At one end are analysts who work solely in the world of Excel and vendor dashboards. At the other end are people, such as Samarth, who write Scala code against raw, large-scale data stores at Etsy. Samarth’s background is in political science, but he got his analytics training while working on Barack Obama’s 2012 re-election campaign. There he picked up R, SQL, and Python—the typical data scientist’s trifecta—to run web and email experiments. He is now data analyst at Etsy in New York, where he still works on web and email experiments but also clickstream analysis, analyzing trends, and writing reports and white papers. He works with a variety of product managers, engineers, and designers across the company to help design experiments, analyze them with Scala/Scalding, R, and SQL, and interpret those results. He also writes general company-wide white papers as well as more specific memos for executives to understand trends, user behavior, or specific features.
An analyst with a very different profile is Samantha. She has a bachelor’s degree in accountancy and works as a data analyst for Progressive Insurance in Cleveland, Ohio at in their claims control finance team. She manages an escheatment (the transfer of unclaimed or abandoned property to the state) process for claims through audit, analysis, and compliance with state escheatment laws. That involves creating reports to track abandoned property, analyzing outstanding drafts, and summarizing the financial risk associated with those. She uses a mix of SAS, Excel, and Oracle, as well as domain-specific tools, such as ClaimStation. She has a broad set of internal “customers” who rely on her work including Corporate Tax, Financial Operations, IT, Claims Business Leaders, as well as individual claims representatives in the field and is driven, she says, by “seeing my analysis pay off to the financial benefit of both Progressive and our insured customers.” Being in a more heavily regulated industry and with particular responsibilities for ensuring that Progressive comply with state laws, attention to detail is an especially important trait in her role.
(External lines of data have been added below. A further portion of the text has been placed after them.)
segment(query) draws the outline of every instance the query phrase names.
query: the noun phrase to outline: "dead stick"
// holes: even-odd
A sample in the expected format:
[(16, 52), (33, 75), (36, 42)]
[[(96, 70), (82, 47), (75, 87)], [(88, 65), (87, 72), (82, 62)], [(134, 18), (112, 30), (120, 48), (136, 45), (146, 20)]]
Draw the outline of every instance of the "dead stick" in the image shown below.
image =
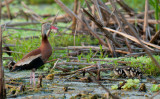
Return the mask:
[[(136, 42), (138, 44), (140, 44), (139, 41), (135, 37), (133, 37), (131, 35), (128, 35), (128, 34), (125, 34), (125, 33), (122, 33), (122, 32), (119, 32), (119, 31), (107, 28), (107, 27), (103, 27), (103, 28), (106, 29), (106, 30), (108, 30), (108, 31), (112, 31), (112, 32), (118, 33), (119, 35), (122, 35), (122, 36), (124, 36), (124, 37), (126, 37), (126, 38), (128, 38), (128, 39), (130, 39), (130, 40), (132, 40), (132, 41), (134, 41), (134, 42)], [(151, 44), (151, 43), (143, 41), (143, 40), (140, 40), (140, 41), (143, 42), (146, 45), (152, 46), (152, 47), (157, 48), (157, 49), (160, 50), (160, 46), (158, 46), (158, 45)], [(152, 48), (149, 48), (149, 49), (153, 50)]]
[(2, 17), (2, 0), (0, 0), (0, 23), (1, 23), (1, 17)]
[[(74, 0), (74, 13), (75, 14), (77, 14), (77, 10), (78, 10), (78, 0)], [(76, 29), (76, 23), (77, 23), (77, 19), (73, 16), (72, 17), (72, 33), (74, 33)]]
[(98, 85), (100, 85), (113, 99), (120, 99), (119, 97), (115, 96), (115, 95), (112, 95), (112, 93), (109, 91), (109, 89), (107, 89), (106, 87), (104, 87), (99, 81), (97, 81), (95, 79), (95, 77), (90, 73), (88, 72), (91, 76), (92, 76), (92, 80), (94, 82), (96, 82)]
[(5, 0), (5, 3), (6, 3), (6, 7), (7, 7), (7, 15), (8, 15), (8, 18), (9, 18), (10, 20), (12, 20), (12, 16), (11, 16), (11, 12), (10, 12), (9, 5), (8, 5), (8, 3), (7, 3), (7, 0)]
[(0, 99), (6, 98), (4, 67), (2, 63), (2, 29), (0, 25)]
[(145, 13), (144, 13), (144, 24), (143, 24), (143, 40), (147, 40), (147, 28), (148, 28), (148, 0), (145, 0)]
[(156, 34), (153, 36), (153, 38), (149, 41), (150, 43), (153, 43), (159, 36), (160, 30), (156, 32)]
[[(115, 6), (115, 4), (113, 3), (112, 0), (110, 0), (111, 4)], [(136, 34), (135, 29), (127, 22), (127, 20), (125, 19), (125, 17), (119, 13), (122, 17), (122, 19), (124, 20), (124, 23), (126, 23), (129, 26), (129, 29), (131, 31), (131, 33), (136, 37), (136, 39), (139, 41), (139, 43), (141, 44), (141, 46), (144, 48), (144, 50), (146, 51), (146, 53), (148, 54), (148, 56), (152, 59), (152, 61), (155, 63), (155, 65), (160, 68), (160, 64), (157, 62), (157, 60), (152, 56), (152, 53), (149, 51), (149, 49), (143, 44), (144, 42), (142, 42), (139, 38), (139, 36)]]
[(9, 4), (9, 3), (12, 3), (14, 0), (9, 0), (9, 1), (7, 1), (7, 3), (6, 3), (6, 1), (1, 1), (1, 4), (2, 4), (2, 7), (3, 6), (5, 6), (6, 4)]

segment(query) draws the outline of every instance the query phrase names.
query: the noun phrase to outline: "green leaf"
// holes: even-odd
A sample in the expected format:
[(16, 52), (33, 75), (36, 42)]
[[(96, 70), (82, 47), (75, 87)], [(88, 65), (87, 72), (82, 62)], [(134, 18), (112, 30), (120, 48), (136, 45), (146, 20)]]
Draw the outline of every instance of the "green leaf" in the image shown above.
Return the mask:
[(117, 86), (117, 85), (113, 85), (113, 86), (111, 86), (111, 89), (112, 89), (112, 90), (117, 90), (117, 89), (118, 89), (118, 86)]
[(159, 86), (156, 85), (156, 84), (153, 84), (152, 87), (151, 87), (151, 91), (152, 91), (152, 92), (157, 92), (158, 90), (160, 90), (160, 89), (159, 89)]

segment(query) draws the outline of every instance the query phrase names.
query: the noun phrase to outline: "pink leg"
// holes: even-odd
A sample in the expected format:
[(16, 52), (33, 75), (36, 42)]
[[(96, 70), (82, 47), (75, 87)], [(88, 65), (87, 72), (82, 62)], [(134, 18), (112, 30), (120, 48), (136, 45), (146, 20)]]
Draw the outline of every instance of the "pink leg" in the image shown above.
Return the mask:
[(30, 74), (30, 85), (32, 85), (32, 72)]
[(33, 72), (32, 77), (33, 77), (33, 83), (34, 83), (34, 87), (35, 87), (36, 86), (35, 72)]

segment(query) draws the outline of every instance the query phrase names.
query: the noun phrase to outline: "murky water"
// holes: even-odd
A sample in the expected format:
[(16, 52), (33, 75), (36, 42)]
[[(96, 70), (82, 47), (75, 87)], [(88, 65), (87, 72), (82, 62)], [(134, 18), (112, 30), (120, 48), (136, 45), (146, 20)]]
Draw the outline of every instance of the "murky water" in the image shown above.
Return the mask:
[[(36, 75), (42, 73), (41, 71), (37, 71)], [(8, 77), (10, 78), (26, 78), (30, 77), (30, 71), (21, 71), (21, 72), (14, 72), (10, 73), (5, 71), (6, 80)], [(37, 80), (37, 79), (36, 79)], [(53, 98), (64, 98), (68, 99), (72, 96), (76, 96), (77, 94), (105, 94), (105, 90), (101, 88), (96, 83), (85, 83), (85, 82), (74, 82), (74, 81), (65, 81), (65, 78), (60, 78), (55, 76), (53, 80), (46, 80), (43, 78), (43, 88), (39, 92), (32, 92), (25, 95), (18, 95), (17, 99), (53, 99)], [(25, 79), (25, 82), (29, 82), (29, 79)], [(25, 83), (24, 82), (24, 83)], [(146, 82), (145, 79), (142, 82)], [(111, 85), (118, 84), (115, 81), (105, 81), (102, 82), (103, 85), (110, 89), (112, 93), (118, 94), (119, 97), (123, 99), (146, 99), (151, 97), (153, 94), (150, 91), (150, 87), (152, 84), (145, 83), (148, 91), (139, 92), (138, 89), (131, 90), (131, 91), (124, 91), (124, 90), (111, 90)], [(68, 91), (64, 92), (64, 87), (68, 87)], [(9, 98), (10, 99), (10, 98)], [(157, 95), (154, 99), (160, 99), (160, 95)]]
Primarily responsible for obtaining, cleaning, and munging data and getting it into a form that analysts can access and analyze. They are responsible for operational concerns, such as throughput, scaling, peak loads, and logging, and may also be responsible for building business intelligence tools that analysts use.
Meet Anna. While working toward a Ph.D. in physics, she realized her true passion lay in data science and joined Bitly as a data scientist, leaving her graduate program with a master’s degree. At Bitly she created visualizations from large datasets, crunched data with Hadoop, and implemented machine learning algorithms. She then joined Rent The Runway and is now a data engineer. Using tools such as SQL, Python, Vertica, and bash, she now maintains the data infrastructure that supports the analysts, develops new tools to make data more reliable, timely, and scalable, and she acts as the touchpoint with the rest of the organization’s engineers to understand any changes that they are making that will impact data.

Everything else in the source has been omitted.